La premisa de “Años de calle”, Opera prima de Alejandra Grinschpun, es muy interesante: A partir de un taller de fotografía dictado en los ‘90, la directora entra en contacto con un grupo de jóvenes en situación de calle en la ciudad de Buenos Aires y los filma en el año 1999. Tiempo después se pregunta que será del futuro de estos chicos, decide documentar este proceso y realiza una película que va contando los trayectos de vida de Andrés, Rubén, Ismael y Gachi.
El comienzo del film es un elocuente reflejo de la época, a través de Andrés y un amiguito que también vive entre los andenes de la estación de Once y que lleva una remera de la AFJP “Siembra”, la cámara recorre los espacios que estos niños transitan cotidianamente: oficinas derruidas, los techos de la estación, vagones abandonados, heladeras con latas de “poxi”, toda una geografía de una Buenos Aires marginal que comenzaba a expandirse al calor del neoliberalismo desatado. Sin la conciencia, aun, de que estaba filmando para una película, la directora se deja llevar por este niño que nos descubre descarnadamente su mundo. El resultado es impactante y nos recuerda al excelente corto brasilero “Numero Zero” de Claudia Nunes https://vimeo.com/71690123.

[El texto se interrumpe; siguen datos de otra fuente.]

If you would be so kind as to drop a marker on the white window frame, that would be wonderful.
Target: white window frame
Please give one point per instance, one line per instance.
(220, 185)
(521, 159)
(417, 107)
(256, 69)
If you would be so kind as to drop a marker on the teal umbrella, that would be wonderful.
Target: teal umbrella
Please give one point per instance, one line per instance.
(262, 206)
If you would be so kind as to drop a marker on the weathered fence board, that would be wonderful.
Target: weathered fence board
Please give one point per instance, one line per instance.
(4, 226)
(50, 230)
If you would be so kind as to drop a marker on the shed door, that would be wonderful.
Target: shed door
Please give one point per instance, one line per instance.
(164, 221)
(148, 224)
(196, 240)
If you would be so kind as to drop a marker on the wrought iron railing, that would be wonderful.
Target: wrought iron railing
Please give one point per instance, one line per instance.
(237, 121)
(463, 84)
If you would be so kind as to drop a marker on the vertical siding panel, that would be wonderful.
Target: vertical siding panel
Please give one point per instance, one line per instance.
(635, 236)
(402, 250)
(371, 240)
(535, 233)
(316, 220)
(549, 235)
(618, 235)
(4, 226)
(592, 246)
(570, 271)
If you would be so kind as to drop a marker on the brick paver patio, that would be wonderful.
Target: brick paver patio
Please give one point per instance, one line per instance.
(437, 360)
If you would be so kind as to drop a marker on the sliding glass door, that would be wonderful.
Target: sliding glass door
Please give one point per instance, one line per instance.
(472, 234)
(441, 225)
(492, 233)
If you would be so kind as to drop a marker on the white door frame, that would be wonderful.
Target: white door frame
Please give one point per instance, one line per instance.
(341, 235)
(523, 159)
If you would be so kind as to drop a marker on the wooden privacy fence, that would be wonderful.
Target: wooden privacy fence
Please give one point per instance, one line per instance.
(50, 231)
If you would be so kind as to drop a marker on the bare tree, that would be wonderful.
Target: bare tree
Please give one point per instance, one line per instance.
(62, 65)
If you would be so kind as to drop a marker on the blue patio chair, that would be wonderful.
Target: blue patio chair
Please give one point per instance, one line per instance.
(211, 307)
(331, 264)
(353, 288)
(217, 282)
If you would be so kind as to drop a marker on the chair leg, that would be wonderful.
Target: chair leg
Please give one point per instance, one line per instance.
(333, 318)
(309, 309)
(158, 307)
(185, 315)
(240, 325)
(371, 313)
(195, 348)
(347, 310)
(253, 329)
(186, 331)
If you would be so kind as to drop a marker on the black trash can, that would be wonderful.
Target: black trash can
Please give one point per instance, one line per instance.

En estas imágenes de textura noventista también conocemos a otro niño, Rubén, que vive en la calle hace dos años y que, sin que su madre lo sepa, va a verla a la puerta del hospital siguiéndola y escondiéndose detrás de los árboles. Un relato conmovedor que en un primer plano radical nos permite descubrir en la mirada profunda y nostálgica del niño, un pasado de dolor que ha extremado su sensibilidad.

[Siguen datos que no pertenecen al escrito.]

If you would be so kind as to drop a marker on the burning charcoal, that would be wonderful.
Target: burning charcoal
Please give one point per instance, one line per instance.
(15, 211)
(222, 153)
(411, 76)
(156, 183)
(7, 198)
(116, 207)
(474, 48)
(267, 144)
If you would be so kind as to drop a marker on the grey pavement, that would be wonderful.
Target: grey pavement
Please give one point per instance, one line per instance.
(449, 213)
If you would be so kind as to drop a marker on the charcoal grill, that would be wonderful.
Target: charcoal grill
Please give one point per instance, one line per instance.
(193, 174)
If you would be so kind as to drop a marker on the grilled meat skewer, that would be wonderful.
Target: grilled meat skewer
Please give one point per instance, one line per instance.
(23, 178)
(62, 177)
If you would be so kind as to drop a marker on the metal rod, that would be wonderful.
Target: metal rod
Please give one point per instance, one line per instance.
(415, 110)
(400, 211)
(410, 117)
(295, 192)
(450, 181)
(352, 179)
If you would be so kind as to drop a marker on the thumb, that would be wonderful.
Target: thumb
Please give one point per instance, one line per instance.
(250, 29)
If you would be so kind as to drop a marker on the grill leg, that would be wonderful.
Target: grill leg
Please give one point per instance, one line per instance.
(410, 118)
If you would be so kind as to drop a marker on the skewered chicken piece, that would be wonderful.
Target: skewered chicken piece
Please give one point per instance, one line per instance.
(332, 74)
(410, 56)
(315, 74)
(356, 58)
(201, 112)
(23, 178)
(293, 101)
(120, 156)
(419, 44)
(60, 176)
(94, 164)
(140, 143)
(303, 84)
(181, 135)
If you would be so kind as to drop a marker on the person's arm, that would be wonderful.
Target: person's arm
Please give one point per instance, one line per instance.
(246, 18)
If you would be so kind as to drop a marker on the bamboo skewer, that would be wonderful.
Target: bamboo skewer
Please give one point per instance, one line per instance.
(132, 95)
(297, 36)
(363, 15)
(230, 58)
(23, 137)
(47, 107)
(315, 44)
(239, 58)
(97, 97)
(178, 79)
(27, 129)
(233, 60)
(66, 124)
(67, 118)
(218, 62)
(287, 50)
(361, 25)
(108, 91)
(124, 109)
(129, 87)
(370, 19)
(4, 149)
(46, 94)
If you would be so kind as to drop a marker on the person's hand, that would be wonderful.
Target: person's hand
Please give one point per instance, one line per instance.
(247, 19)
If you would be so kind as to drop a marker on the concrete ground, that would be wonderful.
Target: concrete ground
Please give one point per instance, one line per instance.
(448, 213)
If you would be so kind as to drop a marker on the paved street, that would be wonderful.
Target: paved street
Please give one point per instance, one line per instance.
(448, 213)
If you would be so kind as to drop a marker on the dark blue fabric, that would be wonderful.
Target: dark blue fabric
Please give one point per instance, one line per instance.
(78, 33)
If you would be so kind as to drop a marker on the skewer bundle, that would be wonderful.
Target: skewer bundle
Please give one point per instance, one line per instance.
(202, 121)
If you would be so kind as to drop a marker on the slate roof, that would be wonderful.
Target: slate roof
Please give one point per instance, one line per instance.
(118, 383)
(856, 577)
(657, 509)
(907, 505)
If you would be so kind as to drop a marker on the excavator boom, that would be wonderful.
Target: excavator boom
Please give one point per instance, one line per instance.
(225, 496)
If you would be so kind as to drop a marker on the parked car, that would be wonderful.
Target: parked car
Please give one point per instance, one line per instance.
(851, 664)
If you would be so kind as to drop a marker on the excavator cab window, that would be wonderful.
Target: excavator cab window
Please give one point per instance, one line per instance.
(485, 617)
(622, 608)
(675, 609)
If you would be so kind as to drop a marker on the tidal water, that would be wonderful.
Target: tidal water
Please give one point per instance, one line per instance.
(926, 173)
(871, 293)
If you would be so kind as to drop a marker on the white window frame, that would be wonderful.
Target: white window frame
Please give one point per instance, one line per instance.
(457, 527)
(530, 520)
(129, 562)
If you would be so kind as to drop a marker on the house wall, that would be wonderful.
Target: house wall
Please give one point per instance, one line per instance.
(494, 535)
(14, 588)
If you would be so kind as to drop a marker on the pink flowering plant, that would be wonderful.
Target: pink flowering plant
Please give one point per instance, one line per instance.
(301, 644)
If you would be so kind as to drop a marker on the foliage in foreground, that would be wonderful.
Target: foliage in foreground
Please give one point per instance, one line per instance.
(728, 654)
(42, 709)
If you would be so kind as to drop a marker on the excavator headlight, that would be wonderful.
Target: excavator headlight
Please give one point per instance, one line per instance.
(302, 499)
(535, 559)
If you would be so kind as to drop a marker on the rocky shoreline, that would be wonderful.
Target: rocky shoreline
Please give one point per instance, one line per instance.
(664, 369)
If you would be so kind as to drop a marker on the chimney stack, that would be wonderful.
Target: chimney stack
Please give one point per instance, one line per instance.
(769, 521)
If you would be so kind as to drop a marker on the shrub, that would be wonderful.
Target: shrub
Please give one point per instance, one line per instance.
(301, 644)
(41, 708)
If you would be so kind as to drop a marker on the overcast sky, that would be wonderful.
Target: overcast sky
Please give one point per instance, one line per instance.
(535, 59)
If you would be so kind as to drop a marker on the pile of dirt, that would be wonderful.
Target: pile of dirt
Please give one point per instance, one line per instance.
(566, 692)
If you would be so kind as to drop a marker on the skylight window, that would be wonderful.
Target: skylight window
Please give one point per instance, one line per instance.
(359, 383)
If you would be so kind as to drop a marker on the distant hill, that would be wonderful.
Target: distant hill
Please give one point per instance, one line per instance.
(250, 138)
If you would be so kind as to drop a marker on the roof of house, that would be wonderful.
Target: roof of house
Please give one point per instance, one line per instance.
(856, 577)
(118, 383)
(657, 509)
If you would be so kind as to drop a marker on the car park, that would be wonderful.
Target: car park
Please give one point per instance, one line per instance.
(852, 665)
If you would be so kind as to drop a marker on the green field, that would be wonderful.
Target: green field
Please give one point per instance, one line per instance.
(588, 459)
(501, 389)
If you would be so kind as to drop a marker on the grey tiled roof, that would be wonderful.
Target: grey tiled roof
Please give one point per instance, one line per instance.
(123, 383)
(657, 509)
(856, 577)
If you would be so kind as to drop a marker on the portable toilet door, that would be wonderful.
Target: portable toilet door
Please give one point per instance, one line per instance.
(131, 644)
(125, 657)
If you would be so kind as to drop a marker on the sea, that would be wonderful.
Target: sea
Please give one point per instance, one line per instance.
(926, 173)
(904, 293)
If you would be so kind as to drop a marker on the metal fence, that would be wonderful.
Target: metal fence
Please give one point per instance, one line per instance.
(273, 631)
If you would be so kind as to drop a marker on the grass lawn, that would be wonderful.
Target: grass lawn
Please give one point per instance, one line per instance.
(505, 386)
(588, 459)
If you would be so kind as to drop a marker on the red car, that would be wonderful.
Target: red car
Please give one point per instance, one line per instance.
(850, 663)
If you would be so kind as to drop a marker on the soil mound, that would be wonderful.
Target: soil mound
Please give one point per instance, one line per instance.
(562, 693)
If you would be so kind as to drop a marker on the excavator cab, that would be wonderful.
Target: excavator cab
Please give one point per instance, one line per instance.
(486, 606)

Luego vendrán Ismael y Gachi, personaje femenino que cierra la primera etapa del film, aquel del registro que aun no tenía como objetivo la realización de un film. ¿Cómo será la vida de estos niños, ahora jóvenes, cinco años después? ¿Y cómo en el 2010?

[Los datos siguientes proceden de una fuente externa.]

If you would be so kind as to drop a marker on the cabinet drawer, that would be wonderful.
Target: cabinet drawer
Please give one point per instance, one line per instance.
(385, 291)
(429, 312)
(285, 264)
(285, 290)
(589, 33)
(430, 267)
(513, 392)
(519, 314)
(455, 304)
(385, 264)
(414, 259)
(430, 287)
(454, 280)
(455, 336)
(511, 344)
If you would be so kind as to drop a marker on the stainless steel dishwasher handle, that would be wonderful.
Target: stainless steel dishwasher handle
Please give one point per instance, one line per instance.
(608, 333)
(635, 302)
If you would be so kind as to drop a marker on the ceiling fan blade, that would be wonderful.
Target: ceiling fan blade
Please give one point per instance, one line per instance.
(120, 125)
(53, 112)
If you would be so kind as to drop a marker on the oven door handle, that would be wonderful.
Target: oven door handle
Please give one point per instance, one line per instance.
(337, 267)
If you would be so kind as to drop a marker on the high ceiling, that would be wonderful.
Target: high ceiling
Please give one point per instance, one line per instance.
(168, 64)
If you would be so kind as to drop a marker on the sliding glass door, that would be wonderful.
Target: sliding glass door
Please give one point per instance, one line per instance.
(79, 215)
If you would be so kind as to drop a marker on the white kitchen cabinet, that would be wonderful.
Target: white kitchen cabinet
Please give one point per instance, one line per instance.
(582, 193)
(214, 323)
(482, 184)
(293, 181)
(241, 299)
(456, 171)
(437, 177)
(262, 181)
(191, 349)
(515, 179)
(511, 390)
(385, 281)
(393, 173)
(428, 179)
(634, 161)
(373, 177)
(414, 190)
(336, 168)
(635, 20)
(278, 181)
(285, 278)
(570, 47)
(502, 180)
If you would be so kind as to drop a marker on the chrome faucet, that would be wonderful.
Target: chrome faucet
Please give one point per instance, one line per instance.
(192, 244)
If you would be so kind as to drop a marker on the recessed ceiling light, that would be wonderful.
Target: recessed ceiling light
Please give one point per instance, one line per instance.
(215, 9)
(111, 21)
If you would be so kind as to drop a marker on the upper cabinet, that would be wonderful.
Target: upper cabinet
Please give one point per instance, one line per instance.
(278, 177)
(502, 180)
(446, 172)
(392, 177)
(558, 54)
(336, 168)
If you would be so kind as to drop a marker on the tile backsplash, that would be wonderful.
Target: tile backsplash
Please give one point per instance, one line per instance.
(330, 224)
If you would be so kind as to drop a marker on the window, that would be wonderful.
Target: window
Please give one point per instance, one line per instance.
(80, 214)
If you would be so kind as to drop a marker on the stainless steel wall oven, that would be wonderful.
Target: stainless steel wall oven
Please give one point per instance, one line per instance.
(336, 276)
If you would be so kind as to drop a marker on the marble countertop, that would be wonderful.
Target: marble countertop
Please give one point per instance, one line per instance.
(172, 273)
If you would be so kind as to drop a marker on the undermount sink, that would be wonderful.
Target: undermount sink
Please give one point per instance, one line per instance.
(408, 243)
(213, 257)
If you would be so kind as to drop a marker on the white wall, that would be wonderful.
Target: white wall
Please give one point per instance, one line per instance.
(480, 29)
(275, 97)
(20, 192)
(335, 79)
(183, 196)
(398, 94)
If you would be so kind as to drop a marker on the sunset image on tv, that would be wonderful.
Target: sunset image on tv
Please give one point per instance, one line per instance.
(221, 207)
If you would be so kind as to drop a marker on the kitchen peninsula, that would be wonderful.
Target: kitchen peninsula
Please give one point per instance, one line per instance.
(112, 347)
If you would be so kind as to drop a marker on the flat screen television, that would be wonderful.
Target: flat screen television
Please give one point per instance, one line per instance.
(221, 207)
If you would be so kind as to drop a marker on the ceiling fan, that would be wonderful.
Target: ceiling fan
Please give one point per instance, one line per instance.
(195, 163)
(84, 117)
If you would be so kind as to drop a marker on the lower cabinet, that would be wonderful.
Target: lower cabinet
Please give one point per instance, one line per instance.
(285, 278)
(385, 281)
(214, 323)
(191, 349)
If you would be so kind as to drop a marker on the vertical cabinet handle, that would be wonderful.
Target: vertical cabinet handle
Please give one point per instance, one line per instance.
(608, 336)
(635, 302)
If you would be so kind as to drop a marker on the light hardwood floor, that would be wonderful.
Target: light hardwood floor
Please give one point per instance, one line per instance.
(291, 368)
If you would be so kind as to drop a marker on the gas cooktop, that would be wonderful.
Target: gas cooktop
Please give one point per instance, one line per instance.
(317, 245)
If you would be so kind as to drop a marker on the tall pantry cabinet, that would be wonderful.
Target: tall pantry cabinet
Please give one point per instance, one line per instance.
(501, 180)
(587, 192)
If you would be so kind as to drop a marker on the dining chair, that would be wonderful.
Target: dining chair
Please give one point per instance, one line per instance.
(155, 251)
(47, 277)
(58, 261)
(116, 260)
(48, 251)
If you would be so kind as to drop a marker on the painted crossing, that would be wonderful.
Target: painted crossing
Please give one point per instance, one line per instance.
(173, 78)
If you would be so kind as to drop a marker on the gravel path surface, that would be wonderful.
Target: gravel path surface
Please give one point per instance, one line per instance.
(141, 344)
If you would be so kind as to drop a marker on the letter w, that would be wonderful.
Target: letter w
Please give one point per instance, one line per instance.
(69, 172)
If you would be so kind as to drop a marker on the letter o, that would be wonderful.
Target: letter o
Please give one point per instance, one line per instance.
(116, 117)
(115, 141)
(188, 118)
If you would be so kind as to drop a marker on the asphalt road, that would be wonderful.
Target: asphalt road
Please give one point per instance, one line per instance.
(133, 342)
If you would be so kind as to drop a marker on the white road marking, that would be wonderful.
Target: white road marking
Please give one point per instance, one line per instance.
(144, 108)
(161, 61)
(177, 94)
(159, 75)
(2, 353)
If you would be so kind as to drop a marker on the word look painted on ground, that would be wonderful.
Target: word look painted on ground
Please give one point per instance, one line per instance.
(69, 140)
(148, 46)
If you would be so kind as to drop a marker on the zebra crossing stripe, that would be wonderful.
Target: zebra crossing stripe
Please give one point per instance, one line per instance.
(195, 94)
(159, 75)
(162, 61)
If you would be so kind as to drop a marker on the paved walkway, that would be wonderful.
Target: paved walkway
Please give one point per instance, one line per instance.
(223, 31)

Esta interesante premisa, sin embargo, parece ir perdiendo consistencia a medida que transcurre la película. No porque la vida de los jóvenes, (presos algunos, sin poder ver a sus hijas, en el caso de Gachi, e incluso la experiencia de Ismael que logró salir de la calle y dedicarse a armar talleres de cine para niños en situaciones parecidas a las que él había padecido) no tenga interés, ni porque su derrotero no exprese el de miles de jóvenes e incluso, metafóricamente, el del país. Sino porque ese rodaje descarnado y filmado con cruda belleza, sin un sentido aparente, conducido, muchas veces, por el camino que los protagonistas imponían a la cámara, ahora parece invertirse, y es la película la que, sin dejar obviamente de basarse en los hechos reales, guía el camino de los protagonistas. La cámara ya no se encuentra en estado de indeterminación y vértigo, como cuando acompaña a Andrés a juguetear algo imprudentemente con un ascensor del ferrocarril. Ahora está en zonas que, sin dejar de ser ajenas al mundo de la realizadora, son las situaciones que eligió para filmar.
La película, sin embargo, construye momentos elocuentes y desgarradores como la visita que la familia de Rubén le hace en la cárcel, pero su totalidad se ve debilitada. La película sufre algo parecido de lo que le pasa a “Boyhood”, un film muy distinto pero similar en tanto que sigue a un grupo de personajes a través de los años. Ambos transforman al tiempo, que quieren capturar, en situaciones concretas significativas, en Hechos. Así, el tiempo se convierte en algo rígido que pierde la condición de movimiento propio de su naturaleza.
Es paradójico lo que ocurre, cuando el film se propone contar el paso del tiempo, parece que se le escapa; cuando registra sin conciencia del tiempo, como esas imágenes de los ’90, logra contenerlo y expresarlo. Es que, justamente, no se trata de contar el paso del tiempo sino de que tiempo sea delante de cámara. Como arte del presente, ese ser delante de cámara es lo que permite al cine, evocar el mundo. Inquietarnos.